You load a named tool from a plugin with -T (or --tool), or paste ad-hoc Python directly with --functions. The --td / --tools-debug flag shows you exactly which tools the model called and what they returned. In the Python library, the chain() method runs the full loop: it spots the model's tool requests, executes them, and feeds the results back to the model automatically.

Which models and tools does the plugin ecosystem support?

There are two layers. Model-provider plugins teach llm how to talk to a backend; at the 0.26 announcement, seven of these supported tools: OpenAI, Anthropic, Gemini, Mistral, Ollama, llama-server, and GitHub Models. Separately, tool plugins provide the capabilities models can call — early ones included llm-tools-simpleeval (math), llm-tools-quickjs (sandboxed JavaScript), llm-tools-sqlite (read-only SQL), llm-tools-datasette (remote Datasette queries), and llm-tools-exa (web search).
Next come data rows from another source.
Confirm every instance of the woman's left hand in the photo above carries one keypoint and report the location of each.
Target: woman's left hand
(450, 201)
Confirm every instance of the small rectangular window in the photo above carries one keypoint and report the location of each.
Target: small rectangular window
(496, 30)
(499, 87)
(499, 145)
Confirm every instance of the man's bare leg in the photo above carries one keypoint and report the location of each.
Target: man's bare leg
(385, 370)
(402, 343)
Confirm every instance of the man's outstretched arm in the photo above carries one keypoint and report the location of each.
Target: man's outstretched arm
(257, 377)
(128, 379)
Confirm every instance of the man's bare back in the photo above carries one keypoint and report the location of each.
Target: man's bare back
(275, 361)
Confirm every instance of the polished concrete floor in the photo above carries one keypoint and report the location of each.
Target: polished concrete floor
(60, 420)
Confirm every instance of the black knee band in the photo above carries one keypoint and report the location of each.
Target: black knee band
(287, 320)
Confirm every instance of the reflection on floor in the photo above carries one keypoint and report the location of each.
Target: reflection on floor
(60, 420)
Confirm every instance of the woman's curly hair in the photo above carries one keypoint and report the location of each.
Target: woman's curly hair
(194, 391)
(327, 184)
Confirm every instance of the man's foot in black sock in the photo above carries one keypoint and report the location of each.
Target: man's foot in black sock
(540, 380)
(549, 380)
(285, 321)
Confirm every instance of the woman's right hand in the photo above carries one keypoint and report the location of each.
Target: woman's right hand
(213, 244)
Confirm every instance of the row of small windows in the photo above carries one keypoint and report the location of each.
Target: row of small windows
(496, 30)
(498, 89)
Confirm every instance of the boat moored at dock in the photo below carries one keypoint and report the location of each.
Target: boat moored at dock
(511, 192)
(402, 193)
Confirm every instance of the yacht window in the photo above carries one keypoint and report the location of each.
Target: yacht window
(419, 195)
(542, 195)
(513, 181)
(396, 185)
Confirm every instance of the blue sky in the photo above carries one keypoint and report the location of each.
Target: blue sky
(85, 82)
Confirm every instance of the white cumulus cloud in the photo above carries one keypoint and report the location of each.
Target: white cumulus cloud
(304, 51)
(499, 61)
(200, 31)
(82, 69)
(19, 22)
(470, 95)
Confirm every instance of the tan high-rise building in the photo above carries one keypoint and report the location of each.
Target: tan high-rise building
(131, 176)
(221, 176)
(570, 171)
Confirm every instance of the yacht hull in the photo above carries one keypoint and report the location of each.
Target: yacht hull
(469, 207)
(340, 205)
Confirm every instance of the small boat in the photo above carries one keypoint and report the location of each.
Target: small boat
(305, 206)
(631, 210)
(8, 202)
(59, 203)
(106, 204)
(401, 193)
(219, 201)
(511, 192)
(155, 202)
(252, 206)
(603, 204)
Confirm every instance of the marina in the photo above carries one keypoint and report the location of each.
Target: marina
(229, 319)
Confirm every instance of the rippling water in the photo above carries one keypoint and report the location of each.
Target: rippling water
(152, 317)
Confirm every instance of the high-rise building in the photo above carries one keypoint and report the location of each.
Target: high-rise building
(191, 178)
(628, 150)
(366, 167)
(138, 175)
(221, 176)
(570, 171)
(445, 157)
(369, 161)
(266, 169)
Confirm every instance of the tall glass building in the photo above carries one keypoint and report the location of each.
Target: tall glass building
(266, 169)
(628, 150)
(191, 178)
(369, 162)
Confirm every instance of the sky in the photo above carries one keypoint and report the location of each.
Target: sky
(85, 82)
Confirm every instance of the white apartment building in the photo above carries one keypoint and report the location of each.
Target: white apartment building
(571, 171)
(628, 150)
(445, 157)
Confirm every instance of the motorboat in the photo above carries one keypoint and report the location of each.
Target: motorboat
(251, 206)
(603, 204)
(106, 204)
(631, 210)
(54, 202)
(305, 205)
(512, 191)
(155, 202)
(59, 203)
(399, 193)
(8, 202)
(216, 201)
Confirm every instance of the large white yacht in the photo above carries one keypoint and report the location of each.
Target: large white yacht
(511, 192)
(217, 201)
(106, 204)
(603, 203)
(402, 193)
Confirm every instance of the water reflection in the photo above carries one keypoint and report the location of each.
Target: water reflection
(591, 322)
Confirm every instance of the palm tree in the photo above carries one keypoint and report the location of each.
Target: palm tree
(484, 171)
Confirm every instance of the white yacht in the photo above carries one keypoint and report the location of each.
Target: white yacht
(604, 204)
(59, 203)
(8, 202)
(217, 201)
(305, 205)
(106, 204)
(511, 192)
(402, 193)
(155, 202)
Does llm keep up with new frontier models?

Yes, and its changelog is the evidence. It added o3-mini with a reasoning_effort control in version 0.21 (January 2025), the gpt-5 / gpt-5-mini / gpt-5-nano family in 0.27 (August 2025), the gpt-5.4 family in 0.29 (March 2026), and gpt-5.5 in 0.31 (April 2026). New models slot in as new plugin code rather than requiring a rewrite.

What should an executive take away from this?

The model layer is the fastest-moving, least-durable part of an AI stack, so hardcoding a single vendor into your core workflows is a costly bet. llm's design — model providers as interchangeable plugins, capabilities expressed as portable tools — shows how to keep "which model?" a procurement decision you can revisit, rather than an architecture decision you are stuck with. You can adopt that principle regardless of whether you ever run llm itself.